Wie gerne wäre ich dabei gewesen
Wie sehr mich berufliche Termine nerven, die in die falsche Zeit fallen…

Nächstes Mal klappts bestümmt 🙂

Schöner Beitrag und tolle Veranstaltung. Hat mich gefreut da gewesen zu sein 🙂

Welches Modell von Arylic ist denn gemeint?
Schönes Event

Hallo Alechs,

ich hatte das Arylic „Up2Stream Amp V4 – Multiroom Wireless Streaming Stereo Amplifier Board“ am Start.

Gruß
Norbert

Hallo Udo und Community
Wie ich hier sitze und das so lese, werde ich ein wenig neidisch auf all Jene, die diesen Event besuchen durften. ….. Ach, wärt ihr doch näher der Schweiz. ….
Viele Grüsse an dieses super Community
Und danke Udo, dass es hier jeden Sonntag was neues zu lesen gibt.
Adi

Mahlzeit Udo,
dem was Du schreibst gibt es nichts hinzuzufügen!
Wir hatten Spaß, haben uns mit netten Leuten unterhalten und den ein oder anderen Erkenntnisgewinn gehabt.
Du bist wahrscheinlich einer der ganz wenigen Lautsprecherentwickler, der öffentlich äußert, dass kein Lautsprecher dieser Welt Instrumente völlig realistisch wiedergibt – das freut mich und spricht für Dich!
Daher eine kleine Ergänzung zur Bestätigung: Diese Woche waren foo und ich in Kempen auf einem kleinen und feinen Konzert des Emil Brandqvist Trios (https://www.youtube.com/watch?v=PO8nI0znHbU).

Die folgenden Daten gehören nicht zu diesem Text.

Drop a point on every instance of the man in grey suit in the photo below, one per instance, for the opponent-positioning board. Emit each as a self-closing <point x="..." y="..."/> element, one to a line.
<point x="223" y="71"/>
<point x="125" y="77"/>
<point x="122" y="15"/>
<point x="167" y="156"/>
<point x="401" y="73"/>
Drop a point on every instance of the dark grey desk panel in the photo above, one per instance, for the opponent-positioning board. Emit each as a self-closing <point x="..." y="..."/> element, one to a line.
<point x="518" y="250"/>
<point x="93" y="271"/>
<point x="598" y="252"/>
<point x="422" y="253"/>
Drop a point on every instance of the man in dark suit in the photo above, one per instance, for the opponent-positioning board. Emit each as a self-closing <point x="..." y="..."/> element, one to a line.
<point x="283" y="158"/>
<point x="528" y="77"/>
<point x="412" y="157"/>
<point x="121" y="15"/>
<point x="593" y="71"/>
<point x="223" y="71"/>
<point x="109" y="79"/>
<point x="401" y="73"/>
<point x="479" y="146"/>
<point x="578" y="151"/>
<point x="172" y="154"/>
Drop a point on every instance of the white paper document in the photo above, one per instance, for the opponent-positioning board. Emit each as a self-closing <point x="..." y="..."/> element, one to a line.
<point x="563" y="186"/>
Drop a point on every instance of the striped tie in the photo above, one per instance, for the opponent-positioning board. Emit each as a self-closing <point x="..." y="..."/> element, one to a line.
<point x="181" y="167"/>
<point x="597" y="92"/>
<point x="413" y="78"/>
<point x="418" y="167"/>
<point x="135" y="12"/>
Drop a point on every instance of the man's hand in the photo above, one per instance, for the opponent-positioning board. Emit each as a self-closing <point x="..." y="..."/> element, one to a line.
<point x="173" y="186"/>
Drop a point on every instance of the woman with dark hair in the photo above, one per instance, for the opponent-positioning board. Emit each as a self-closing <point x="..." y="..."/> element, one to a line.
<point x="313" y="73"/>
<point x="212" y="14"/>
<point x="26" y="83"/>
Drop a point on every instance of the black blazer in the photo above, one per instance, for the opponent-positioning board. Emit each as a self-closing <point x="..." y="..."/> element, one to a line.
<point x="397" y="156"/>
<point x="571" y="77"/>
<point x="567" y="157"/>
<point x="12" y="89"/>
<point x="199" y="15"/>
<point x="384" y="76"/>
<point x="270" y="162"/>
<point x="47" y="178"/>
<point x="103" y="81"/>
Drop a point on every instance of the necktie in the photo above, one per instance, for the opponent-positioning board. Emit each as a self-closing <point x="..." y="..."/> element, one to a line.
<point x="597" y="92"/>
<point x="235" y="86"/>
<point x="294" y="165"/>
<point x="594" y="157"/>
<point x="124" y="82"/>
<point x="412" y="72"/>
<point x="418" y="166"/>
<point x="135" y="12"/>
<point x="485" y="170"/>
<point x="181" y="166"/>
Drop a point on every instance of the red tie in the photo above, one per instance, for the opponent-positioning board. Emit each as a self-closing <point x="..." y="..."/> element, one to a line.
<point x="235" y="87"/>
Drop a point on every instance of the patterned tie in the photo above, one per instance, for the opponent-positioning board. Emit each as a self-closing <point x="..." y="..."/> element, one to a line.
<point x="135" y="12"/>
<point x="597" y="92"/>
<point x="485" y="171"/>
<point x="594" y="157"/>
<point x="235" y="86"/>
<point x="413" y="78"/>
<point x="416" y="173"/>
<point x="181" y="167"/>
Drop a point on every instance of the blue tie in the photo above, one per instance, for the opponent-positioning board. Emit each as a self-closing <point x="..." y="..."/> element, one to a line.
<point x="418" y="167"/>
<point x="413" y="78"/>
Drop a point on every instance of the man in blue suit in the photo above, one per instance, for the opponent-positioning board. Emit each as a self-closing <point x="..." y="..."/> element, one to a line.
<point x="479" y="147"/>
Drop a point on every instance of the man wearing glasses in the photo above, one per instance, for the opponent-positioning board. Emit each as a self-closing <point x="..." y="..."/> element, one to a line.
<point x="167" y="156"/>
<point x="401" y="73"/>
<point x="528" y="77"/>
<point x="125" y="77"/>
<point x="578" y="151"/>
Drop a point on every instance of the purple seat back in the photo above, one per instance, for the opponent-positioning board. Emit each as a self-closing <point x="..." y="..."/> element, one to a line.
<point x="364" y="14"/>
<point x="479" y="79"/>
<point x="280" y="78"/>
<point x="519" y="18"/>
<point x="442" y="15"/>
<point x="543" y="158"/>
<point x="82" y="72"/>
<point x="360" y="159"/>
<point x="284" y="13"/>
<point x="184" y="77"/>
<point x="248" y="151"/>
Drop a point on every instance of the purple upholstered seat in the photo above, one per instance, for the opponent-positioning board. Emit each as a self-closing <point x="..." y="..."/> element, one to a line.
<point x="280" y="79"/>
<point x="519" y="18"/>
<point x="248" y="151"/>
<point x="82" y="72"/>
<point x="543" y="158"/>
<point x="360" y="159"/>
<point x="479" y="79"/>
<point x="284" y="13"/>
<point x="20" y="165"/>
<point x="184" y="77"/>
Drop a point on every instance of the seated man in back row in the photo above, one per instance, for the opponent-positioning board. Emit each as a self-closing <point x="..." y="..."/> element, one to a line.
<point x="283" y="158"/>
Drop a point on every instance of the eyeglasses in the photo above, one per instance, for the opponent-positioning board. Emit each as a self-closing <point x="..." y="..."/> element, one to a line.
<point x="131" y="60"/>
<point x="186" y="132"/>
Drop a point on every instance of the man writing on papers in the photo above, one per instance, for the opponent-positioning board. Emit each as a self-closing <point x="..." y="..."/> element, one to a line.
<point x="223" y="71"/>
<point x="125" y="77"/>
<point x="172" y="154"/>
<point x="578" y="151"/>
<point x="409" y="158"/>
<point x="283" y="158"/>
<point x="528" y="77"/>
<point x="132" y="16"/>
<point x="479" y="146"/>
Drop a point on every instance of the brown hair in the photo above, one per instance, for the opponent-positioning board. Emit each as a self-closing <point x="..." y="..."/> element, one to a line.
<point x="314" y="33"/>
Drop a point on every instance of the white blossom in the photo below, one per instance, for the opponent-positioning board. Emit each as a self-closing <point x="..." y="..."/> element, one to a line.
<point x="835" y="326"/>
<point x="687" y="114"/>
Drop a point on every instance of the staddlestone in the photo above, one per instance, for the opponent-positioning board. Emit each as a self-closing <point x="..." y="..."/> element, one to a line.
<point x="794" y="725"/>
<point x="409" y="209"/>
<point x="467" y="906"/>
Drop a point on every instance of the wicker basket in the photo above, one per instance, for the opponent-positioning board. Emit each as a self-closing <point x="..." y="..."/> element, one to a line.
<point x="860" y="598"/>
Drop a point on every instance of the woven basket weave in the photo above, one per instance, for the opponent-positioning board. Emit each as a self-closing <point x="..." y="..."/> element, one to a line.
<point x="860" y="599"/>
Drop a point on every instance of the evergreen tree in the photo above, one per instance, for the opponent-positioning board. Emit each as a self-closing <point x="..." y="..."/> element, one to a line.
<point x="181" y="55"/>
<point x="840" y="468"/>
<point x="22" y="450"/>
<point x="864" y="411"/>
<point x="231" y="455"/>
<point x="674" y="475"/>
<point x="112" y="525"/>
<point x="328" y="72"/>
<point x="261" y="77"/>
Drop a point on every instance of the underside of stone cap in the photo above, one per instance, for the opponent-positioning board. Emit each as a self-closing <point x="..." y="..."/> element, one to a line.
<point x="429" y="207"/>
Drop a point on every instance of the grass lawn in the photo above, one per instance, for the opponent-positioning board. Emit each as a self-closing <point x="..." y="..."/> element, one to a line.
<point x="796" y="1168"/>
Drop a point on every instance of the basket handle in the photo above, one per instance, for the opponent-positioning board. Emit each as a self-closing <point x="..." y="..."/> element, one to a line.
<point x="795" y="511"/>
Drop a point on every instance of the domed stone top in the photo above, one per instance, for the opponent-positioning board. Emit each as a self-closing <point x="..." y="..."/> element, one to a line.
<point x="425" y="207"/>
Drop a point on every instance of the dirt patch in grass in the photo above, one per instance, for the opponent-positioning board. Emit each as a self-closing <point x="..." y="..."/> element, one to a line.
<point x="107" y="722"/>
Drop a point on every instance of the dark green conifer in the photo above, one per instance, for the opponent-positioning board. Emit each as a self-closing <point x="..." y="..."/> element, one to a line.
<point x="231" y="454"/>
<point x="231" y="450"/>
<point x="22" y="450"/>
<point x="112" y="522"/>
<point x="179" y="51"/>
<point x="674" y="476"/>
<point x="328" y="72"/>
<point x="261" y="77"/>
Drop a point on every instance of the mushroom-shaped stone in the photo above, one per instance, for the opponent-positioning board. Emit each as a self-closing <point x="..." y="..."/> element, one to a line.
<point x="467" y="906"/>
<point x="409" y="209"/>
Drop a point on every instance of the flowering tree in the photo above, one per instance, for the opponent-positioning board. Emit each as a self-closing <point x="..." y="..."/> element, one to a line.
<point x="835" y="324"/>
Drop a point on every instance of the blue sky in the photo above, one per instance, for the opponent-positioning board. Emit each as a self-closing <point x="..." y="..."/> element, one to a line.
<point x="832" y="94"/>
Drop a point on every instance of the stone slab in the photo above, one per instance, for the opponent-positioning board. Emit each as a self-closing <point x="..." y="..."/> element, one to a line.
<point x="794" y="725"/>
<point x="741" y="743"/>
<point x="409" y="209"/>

Rein akustische Besetzung, nur Monitore für die Musiker. Das ganze fand in einer ausgedienten Kirche statt. Emil Brandqvist ist Schlagzeuger, entsprechend filigran ist das Spiel des Kopfes der Band. Klänge der verschiedenen Becken habe ich noch nie über irgendeinen Lautsprecher so feingezeichnet, aber auch so impulsiv wahrgenommen. Die Räumlichkeit dagegen, obwohl wir in idealer Entfernung in der Mitte der Halle saßen, war nicht das was der HiFi-Entusiast erwartet. Tiefe und mittlere Töne des Klaviers kamen grob aus der Richtung des links stehenden Flügels, die hohen Lagen dagegen aus Richtung der Wand rechts. Harte Schläge an die Kante der Snare-Drum sang mir die exakt rechts von mir stehende Statue des Thomas a Kempis zu.
Musik, wie wir sie auf elektronischem Weg genießen, ist für mich daher eine Illusion; schön, wenn wir immer perfektere Wiedergabegeräte zur Hand haben, aber kein Grund zur Überbewertung. Mir soll technisch die Tonalität und Klarheit der Wiedergabe gefallen, in erster Linie erfreue ich mich dennoch am Inhalt der Darbietung 😀
Danke noch einmal für „Nordhausen“ und beste Grüße in die Gemeinschaft,
Gordon

Guten Morgen,

wie ich sehe hattet ihr eine gute Zeit.
Meine Gehhilfe ist immer noch in der Werkstatt, in der Tat schade das ich nicht am Event teilnehmen konnte, hatte mir viel vorgenommen.

Der oben genannte M12 war gar nicht im Kofferraum,
es waren 2x M15 mit jeweils 1,2kW Antrieb in je 110L.
Dazu 2x Party12 mit jeweils 0,5kW Antrieb die ich gerne im Vergleich zur Audience12 gehört hätte.

Und ein Teil vom kleinen Besteck:
Mischpult Allen&Heath, Shure Mic,
aktive Frequenzweiche, Pegelmessgerät,
CD Spieler und CD Koffer,
Laptop mit externer Soundkarte,
Stromverteiler 32A/16A CEE inkl. 4x Schuko
Verkabelung XLR/Neutrik/SpeakOn ProfiLine

Tja, es hat nicht sollen sein,
vielleicht beim nächsten Mal.

Gruß Schülzken

Wow wie immer ein sehr gelungener Artikel Udo.
Es war ein sehr schönes Wochenende vielen Dank an alle.